Mr. Yao is cramping my style. This gentleman is a fifty-something Chinese investment broker who likes to visit during my nightshifts. This is problematic because it cuts into valuable sauna and nap time.
I’ve known him for the few years I’ve worked here and I suppose we’re friends. He owns a condo here that he uses as his office. His secretary lives there in an unorthodox arrangement that seems sexually peculiar. Like many in my monkeysphere, Mr. Yao is an eccentric character. He has slyly tipped me off to the fact that he’s a millionaire, yet he still unabashedly roots around in the lobby wastebasket for Subway 2-for-1 coupons. On the weekend he often brings in two girls with him that are younger than I, all gussied up in hootchie gear. He is married with kids but apparently is a week-end sugar daddy also.
For some reason, he loves me. The other guards have confirmed this, apparently I’m his favorite topic of discussion. He generally comes in early at 4am or so to check the Asian markets before the day begins.
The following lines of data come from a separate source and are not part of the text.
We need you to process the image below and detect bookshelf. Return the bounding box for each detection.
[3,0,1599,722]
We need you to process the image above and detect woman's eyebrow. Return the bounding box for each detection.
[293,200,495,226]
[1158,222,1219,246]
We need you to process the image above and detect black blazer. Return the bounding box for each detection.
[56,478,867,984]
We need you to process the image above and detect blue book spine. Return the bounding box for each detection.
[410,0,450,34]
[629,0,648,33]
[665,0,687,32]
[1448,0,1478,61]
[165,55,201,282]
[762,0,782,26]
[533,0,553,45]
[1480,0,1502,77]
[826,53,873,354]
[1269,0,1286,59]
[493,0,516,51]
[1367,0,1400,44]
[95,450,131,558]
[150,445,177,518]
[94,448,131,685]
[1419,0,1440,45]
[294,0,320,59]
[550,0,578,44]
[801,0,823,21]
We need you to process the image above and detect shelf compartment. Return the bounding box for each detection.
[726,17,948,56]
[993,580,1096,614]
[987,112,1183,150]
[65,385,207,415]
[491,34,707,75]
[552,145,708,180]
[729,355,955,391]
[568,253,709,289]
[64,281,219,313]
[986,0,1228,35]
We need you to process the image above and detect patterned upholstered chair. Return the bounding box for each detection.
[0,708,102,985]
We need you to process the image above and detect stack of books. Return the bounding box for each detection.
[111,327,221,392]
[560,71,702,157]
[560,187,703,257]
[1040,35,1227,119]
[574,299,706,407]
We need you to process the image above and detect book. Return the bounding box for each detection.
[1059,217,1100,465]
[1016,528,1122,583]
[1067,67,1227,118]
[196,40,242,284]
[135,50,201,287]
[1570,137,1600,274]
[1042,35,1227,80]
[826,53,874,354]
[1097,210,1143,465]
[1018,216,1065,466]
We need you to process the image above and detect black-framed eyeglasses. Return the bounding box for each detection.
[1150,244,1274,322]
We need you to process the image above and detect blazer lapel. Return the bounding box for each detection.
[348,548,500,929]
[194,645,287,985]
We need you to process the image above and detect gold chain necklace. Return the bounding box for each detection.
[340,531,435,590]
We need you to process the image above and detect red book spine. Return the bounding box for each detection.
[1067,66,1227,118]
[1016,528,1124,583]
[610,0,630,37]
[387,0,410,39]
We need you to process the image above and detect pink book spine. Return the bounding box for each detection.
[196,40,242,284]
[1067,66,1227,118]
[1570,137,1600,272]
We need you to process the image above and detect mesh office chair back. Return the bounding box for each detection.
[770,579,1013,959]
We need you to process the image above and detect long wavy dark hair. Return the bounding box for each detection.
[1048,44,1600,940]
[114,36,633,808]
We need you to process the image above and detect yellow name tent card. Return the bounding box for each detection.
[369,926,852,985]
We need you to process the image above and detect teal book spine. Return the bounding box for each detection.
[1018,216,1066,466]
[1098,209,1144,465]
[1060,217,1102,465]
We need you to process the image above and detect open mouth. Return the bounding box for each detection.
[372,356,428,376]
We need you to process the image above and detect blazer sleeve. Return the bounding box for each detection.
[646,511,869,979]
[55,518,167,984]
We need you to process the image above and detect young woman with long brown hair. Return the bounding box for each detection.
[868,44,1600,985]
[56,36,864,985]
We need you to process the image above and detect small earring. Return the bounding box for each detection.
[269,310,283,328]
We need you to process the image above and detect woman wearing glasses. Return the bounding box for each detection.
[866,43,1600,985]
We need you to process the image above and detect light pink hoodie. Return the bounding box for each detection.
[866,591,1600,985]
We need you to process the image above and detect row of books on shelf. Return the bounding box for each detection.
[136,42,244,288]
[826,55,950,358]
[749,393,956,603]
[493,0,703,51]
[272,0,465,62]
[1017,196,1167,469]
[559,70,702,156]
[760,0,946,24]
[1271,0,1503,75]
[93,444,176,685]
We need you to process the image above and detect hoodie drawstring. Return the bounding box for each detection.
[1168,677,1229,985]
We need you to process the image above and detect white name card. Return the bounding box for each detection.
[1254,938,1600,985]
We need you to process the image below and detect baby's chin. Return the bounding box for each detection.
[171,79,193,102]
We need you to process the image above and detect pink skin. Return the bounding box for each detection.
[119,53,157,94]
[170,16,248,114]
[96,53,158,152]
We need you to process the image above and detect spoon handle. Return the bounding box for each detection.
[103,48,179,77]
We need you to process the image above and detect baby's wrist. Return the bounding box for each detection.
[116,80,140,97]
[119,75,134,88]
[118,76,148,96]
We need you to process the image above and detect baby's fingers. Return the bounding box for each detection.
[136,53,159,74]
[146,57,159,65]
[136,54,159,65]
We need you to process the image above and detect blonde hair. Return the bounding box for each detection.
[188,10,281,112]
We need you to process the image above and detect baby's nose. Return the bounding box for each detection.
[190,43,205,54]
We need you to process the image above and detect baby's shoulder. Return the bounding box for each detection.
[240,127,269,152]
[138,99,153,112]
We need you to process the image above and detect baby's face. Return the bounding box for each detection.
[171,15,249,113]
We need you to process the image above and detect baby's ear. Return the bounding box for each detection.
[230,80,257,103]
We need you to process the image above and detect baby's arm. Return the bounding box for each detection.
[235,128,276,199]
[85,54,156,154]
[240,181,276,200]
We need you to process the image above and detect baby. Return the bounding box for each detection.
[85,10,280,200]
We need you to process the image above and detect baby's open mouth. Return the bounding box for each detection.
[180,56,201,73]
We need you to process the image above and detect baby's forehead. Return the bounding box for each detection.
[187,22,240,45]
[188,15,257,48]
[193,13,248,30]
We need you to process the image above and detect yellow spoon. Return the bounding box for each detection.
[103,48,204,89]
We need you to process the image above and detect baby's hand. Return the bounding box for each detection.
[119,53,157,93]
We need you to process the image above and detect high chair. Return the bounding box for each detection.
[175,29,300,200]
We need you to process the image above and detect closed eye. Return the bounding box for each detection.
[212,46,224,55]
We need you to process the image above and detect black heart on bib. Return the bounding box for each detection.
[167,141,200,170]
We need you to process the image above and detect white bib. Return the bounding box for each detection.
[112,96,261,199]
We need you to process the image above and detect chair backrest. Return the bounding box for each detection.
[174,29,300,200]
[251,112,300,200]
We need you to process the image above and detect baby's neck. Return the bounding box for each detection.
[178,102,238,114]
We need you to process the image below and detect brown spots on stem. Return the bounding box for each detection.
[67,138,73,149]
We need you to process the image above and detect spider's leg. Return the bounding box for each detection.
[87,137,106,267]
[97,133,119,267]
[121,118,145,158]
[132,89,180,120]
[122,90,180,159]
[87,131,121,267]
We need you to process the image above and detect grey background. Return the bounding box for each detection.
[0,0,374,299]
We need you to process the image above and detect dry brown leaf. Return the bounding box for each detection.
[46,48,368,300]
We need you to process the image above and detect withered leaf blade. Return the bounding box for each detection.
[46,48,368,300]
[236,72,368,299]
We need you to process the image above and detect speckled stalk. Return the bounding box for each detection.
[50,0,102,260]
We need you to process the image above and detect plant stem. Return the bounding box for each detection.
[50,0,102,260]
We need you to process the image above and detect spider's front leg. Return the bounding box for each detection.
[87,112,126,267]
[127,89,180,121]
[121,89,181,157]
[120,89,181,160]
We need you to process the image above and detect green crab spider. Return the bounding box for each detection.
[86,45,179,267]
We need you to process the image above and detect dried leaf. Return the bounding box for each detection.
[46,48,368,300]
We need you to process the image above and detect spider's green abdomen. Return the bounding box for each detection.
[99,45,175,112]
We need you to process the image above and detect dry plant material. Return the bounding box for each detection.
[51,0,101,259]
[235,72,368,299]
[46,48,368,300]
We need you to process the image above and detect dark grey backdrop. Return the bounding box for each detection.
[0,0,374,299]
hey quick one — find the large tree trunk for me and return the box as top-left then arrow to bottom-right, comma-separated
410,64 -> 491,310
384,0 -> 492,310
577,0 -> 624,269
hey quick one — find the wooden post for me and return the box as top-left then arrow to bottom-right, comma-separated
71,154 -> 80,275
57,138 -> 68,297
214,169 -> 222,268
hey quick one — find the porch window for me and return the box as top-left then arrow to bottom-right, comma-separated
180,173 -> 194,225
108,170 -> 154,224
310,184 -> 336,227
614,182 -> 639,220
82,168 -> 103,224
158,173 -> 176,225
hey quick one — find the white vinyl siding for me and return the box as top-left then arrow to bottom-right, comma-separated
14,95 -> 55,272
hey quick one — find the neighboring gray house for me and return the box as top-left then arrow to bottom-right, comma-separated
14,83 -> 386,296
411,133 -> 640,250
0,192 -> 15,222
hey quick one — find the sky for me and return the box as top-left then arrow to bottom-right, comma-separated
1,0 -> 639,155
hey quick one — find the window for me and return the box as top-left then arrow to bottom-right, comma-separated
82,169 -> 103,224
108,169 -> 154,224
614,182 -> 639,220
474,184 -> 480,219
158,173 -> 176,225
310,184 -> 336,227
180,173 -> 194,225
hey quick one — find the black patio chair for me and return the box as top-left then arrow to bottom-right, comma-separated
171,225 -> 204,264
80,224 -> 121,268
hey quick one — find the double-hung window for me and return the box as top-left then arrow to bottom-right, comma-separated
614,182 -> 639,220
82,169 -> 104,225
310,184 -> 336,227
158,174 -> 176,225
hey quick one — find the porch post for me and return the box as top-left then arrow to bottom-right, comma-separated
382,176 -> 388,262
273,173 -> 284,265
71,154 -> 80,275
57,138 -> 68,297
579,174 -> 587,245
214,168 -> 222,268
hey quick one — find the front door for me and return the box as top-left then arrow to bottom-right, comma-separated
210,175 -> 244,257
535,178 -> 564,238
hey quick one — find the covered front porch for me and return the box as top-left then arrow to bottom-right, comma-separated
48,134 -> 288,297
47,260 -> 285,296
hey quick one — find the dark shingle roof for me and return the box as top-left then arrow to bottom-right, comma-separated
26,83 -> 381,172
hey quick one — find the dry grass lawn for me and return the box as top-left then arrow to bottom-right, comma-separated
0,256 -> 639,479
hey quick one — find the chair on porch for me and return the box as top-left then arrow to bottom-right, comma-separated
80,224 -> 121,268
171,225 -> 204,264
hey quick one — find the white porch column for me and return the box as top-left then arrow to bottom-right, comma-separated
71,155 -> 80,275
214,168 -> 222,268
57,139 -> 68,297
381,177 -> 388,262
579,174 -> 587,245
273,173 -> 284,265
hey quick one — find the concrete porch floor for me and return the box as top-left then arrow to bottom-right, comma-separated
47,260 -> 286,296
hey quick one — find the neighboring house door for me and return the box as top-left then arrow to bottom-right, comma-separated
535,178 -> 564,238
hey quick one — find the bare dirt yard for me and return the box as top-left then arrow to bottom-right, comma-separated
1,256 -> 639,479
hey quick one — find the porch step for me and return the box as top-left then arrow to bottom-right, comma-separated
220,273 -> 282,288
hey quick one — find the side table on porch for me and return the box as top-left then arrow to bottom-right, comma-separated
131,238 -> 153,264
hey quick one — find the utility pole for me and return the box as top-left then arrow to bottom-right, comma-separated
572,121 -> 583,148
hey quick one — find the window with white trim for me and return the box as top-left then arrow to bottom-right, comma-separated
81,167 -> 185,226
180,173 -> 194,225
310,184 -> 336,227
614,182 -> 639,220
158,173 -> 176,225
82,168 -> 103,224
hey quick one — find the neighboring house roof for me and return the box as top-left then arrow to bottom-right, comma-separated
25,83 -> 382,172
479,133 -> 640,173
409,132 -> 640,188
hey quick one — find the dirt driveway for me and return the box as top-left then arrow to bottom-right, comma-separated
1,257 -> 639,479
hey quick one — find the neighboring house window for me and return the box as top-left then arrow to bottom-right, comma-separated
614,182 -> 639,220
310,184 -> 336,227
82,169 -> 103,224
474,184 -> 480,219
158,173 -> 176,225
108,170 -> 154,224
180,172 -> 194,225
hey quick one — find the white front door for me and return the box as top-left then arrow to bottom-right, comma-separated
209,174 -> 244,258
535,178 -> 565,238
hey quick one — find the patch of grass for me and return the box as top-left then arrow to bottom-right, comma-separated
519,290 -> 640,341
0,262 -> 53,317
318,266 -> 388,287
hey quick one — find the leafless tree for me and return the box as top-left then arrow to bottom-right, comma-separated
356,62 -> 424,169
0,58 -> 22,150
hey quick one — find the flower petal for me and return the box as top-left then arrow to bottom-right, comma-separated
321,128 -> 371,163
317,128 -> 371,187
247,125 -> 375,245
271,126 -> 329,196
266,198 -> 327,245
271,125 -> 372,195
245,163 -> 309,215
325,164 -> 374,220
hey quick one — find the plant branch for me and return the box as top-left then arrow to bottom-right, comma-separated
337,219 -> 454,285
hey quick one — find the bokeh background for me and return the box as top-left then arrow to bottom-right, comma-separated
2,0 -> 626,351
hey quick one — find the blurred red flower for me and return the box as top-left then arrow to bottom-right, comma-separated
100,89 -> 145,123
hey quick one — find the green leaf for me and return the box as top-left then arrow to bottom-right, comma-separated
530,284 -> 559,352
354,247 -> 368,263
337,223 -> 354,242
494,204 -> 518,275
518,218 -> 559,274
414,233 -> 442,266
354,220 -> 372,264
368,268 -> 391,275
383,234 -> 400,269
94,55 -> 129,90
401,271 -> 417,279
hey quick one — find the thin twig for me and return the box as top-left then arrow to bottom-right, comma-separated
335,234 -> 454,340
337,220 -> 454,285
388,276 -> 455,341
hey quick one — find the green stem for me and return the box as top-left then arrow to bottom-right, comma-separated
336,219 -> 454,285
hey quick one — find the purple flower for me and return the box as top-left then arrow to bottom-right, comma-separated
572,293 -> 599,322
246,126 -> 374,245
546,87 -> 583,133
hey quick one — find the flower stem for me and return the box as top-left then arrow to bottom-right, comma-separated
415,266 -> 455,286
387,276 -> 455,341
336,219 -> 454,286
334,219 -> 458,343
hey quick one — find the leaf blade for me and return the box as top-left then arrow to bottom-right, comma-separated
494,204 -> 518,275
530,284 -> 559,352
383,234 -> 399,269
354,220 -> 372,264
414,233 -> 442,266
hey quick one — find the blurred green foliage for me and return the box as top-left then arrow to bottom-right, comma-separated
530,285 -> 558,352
Often, he’ll reek of weed and engage me in lengthy conversations. I think he likes to bounce investment strategy off of me, because he’ll talk about companies, political movements or whatever is topical in the news. I don’t know if it’s just because he’s stoned, or if I’m just so delightful to talk to, but he’ll sometimes stay for hours chatting me up. He likes to break the ice by bringing newspaper clippings of random topics that he thinks I’ll find interesting.
Currently he is bugging me to install games on his laptop. He keeps buying these cheap bargain bin PC games but he doesn’t know how to install them. So he accumulates a bunch of them, and then brings them to me with his laptop. He pays me and brings me goodies and stuff so I suppose it’s not that bad.